In Cooper Tire & Rubber Co., the employer and the union reached impasse during collective bargaining, and the employer locked out the employees and hired replacement workers. No. 08–CA–087155 (June 5, 2015). In response, the union employees picketed outside of the workplace. When vans of replacement workers arrived, the union employees made obscene gestures and shouted multiple racist and profane statements at the replacement workers. These statements included, but were not limited to, the following:
- “Hey, did you bring enough KFC for everyone?”
- “Go back to Africa, you bunch of f***ing losers.”
- “Hey, anybody smell that? I smell fried chicken and watermelon.”
Consistent with the employer’s policies against racial harassment, the employer discharged the employee who made these statements. The employee then filed an unfair labor practice charge with the NLRB.
Because the comments were made during picketing related to a labor dispute, the ALJ concluded that the comments were protected concerted activity under the NLRA. The ALJ then considered whether the comments were so egregious as to lose their protection under the NLRA. The ALJ decided that because the statements did not tend to coerce or intimidate other employees in the exercise of their rights under the NLRA and did not raise a reasonable likelihood of imminent physical confrontation, the statements were not so egregious as to lose their protection.

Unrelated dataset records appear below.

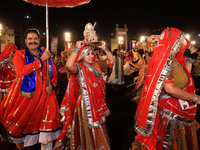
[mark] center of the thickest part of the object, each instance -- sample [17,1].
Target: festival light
[193,42]
[103,43]
[67,36]
[187,36]
[1,28]
[142,38]
[121,39]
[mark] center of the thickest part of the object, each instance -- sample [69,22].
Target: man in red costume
[7,69]
[29,112]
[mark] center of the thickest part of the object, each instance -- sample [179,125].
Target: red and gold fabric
[170,46]
[23,114]
[7,70]
[84,109]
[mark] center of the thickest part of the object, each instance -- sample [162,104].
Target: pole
[47,40]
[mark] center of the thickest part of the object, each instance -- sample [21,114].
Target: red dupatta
[8,49]
[96,108]
[169,45]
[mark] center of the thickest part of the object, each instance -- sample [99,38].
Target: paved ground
[120,122]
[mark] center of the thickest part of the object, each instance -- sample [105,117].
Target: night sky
[142,18]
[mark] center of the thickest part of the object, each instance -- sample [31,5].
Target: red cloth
[59,3]
[96,96]
[170,46]
[8,49]
[21,115]
[7,70]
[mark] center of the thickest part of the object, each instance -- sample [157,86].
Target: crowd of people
[65,101]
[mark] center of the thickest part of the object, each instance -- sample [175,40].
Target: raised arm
[71,60]
[108,53]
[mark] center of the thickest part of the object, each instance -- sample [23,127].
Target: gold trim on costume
[27,95]
[60,6]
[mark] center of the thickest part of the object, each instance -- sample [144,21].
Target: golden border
[60,6]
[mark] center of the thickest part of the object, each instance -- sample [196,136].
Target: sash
[29,81]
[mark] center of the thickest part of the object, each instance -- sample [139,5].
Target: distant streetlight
[193,42]
[1,29]
[121,39]
[103,43]
[67,36]
[68,39]
[142,38]
[187,36]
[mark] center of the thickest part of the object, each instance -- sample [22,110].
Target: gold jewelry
[195,99]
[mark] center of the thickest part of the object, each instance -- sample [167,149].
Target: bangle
[107,50]
[195,99]
[76,50]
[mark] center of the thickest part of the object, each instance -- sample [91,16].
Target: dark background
[142,17]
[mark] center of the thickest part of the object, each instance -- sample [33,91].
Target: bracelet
[107,50]
[195,99]
[76,50]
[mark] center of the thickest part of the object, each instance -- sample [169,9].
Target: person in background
[196,72]
[165,116]
[29,112]
[7,69]
[117,77]
[134,95]
[83,108]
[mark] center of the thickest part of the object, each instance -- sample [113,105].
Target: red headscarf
[8,49]
[95,98]
[170,46]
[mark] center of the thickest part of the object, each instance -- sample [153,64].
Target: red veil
[170,46]
[95,105]
[8,49]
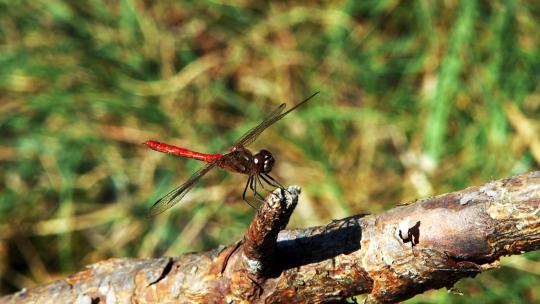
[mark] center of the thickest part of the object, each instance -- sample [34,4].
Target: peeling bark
[428,244]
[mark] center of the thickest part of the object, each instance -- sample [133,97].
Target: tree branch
[431,243]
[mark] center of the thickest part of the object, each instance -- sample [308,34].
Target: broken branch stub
[428,244]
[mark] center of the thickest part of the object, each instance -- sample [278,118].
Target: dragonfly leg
[271,181]
[250,181]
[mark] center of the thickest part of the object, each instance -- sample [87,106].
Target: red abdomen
[174,150]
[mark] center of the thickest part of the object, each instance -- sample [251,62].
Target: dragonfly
[239,159]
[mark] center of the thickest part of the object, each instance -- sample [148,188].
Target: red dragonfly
[239,159]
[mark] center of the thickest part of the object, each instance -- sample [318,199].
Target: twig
[429,244]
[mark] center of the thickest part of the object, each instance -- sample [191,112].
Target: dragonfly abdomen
[174,150]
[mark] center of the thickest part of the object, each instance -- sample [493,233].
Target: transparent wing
[276,115]
[255,131]
[173,197]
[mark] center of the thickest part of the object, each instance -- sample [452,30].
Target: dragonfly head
[263,161]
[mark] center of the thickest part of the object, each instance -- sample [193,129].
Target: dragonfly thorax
[263,161]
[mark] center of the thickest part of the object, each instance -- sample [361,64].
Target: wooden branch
[431,243]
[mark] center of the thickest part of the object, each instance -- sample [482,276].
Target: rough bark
[428,244]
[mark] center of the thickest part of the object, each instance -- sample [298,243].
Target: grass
[418,99]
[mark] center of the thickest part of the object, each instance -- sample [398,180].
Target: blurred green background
[417,98]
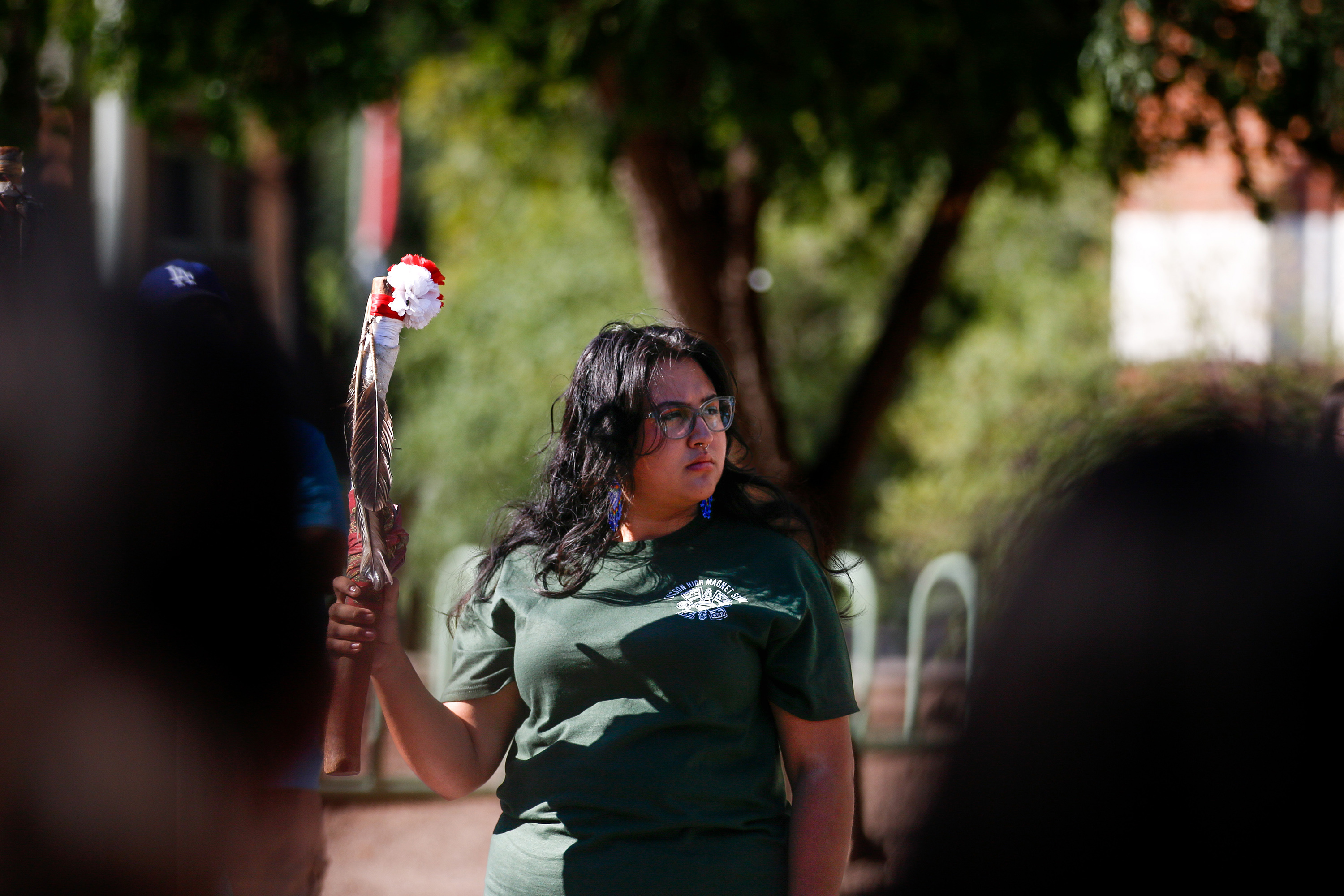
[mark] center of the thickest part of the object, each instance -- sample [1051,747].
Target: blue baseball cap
[178,280]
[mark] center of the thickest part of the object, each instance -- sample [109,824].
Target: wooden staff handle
[345,738]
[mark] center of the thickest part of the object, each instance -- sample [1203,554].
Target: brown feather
[370,440]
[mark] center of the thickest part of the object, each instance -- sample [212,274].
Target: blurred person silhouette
[1152,700]
[285,849]
[1330,426]
[140,491]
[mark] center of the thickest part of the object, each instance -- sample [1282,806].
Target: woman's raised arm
[452,747]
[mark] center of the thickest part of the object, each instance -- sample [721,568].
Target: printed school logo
[705,598]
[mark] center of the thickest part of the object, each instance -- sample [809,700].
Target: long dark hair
[597,444]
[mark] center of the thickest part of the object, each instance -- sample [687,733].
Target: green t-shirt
[648,761]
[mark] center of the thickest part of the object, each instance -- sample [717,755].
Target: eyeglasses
[676,421]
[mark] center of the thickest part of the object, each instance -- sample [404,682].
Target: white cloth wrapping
[388,336]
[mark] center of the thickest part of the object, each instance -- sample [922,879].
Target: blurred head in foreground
[140,497]
[1154,699]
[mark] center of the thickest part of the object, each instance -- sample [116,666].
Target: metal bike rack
[959,570]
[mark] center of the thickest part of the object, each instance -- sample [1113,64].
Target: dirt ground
[428,847]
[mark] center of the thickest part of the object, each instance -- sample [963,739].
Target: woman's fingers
[351,614]
[349,648]
[350,633]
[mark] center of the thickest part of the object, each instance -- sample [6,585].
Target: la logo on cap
[181,276]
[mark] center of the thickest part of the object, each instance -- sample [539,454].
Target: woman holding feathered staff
[644,640]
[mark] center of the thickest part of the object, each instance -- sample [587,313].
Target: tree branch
[831,478]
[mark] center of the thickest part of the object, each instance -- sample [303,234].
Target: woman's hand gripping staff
[409,296]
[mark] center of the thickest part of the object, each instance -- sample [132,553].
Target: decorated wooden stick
[409,296]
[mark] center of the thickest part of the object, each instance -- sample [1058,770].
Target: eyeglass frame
[695,414]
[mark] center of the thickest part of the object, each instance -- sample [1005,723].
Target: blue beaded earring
[615,505]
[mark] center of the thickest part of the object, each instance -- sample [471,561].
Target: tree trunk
[697,249]
[832,477]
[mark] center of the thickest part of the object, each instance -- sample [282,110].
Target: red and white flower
[416,295]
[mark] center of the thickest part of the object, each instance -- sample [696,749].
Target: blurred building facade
[163,197]
[1195,273]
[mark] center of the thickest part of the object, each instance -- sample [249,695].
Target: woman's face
[672,476]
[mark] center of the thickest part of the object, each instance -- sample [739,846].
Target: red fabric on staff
[381,308]
[394,536]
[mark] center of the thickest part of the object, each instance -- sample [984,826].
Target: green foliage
[882,88]
[537,257]
[23,29]
[984,417]
[291,62]
[1281,57]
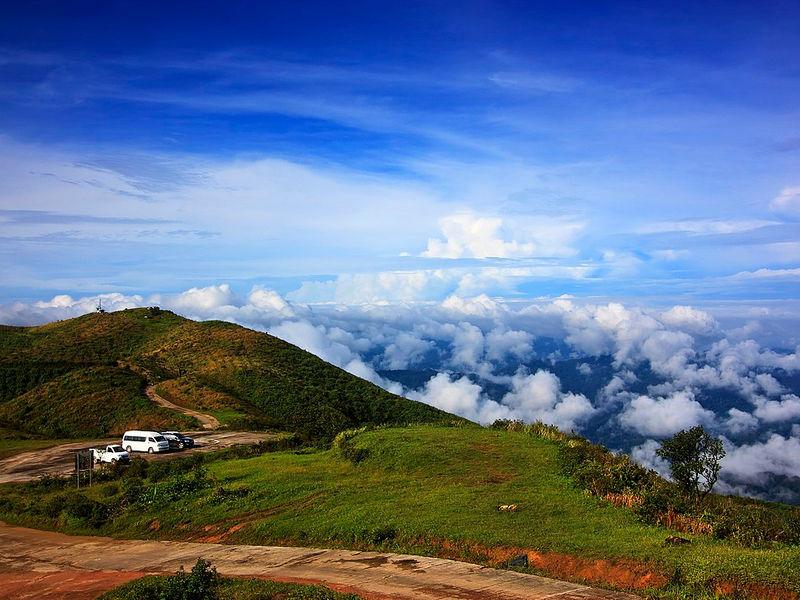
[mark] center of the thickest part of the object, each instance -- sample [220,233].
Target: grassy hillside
[89,402]
[86,376]
[424,490]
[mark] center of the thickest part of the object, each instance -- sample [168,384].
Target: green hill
[85,377]
[424,490]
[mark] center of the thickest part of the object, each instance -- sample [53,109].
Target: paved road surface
[33,564]
[207,421]
[60,459]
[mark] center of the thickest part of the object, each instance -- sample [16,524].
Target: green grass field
[86,377]
[154,588]
[431,490]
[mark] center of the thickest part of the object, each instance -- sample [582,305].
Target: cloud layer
[620,374]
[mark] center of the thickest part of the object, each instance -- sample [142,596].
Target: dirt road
[207,421]
[40,564]
[60,459]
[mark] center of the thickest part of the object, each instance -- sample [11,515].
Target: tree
[694,458]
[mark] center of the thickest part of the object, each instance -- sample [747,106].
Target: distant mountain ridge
[86,377]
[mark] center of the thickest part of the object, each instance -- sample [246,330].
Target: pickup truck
[111,454]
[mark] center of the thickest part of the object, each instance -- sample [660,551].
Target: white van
[144,441]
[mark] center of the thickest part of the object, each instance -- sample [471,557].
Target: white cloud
[405,350]
[689,319]
[662,417]
[754,462]
[767,274]
[539,397]
[467,235]
[200,301]
[645,455]
[777,411]
[787,203]
[704,226]
[461,397]
[739,422]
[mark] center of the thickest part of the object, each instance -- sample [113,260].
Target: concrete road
[36,564]
[59,460]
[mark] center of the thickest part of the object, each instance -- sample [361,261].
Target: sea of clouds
[486,359]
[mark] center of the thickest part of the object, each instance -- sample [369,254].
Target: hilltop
[87,376]
[484,495]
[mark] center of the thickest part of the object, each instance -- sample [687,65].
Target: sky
[363,152]
[583,213]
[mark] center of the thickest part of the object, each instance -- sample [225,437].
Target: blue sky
[379,151]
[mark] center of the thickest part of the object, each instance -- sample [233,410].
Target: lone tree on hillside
[694,457]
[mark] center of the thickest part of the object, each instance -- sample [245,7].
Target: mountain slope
[49,374]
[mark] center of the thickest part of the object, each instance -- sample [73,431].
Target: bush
[756,525]
[199,584]
[343,444]
[78,506]
[601,472]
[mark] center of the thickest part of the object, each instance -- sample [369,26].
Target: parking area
[59,460]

The ALJ explained that while the comments were certainly “racist, offensive, and reprehensible, . . . they were not violent in character, and they did not contain any overt or implied threats to replacement workers or their property.” In addition, the comments were “unaccompanied by any threatening behavior or physical acts of intimidation.”
The ALJ also explained that picket-line activity is judged by a different, more lenient standard than activity in the workplace. Because the ALJ determined that the conduct was protected by the NLRA, it ordered the employer to reinstate the employee and pay him back-pay.
Takeaway: Although potentially subject to appeal, the Cooper Tire & Rubber Co. case is another in a series of cases (like this one) in which either an ALJ or the NLRB has found that reprehensible employee conduct is protected by the NLRA.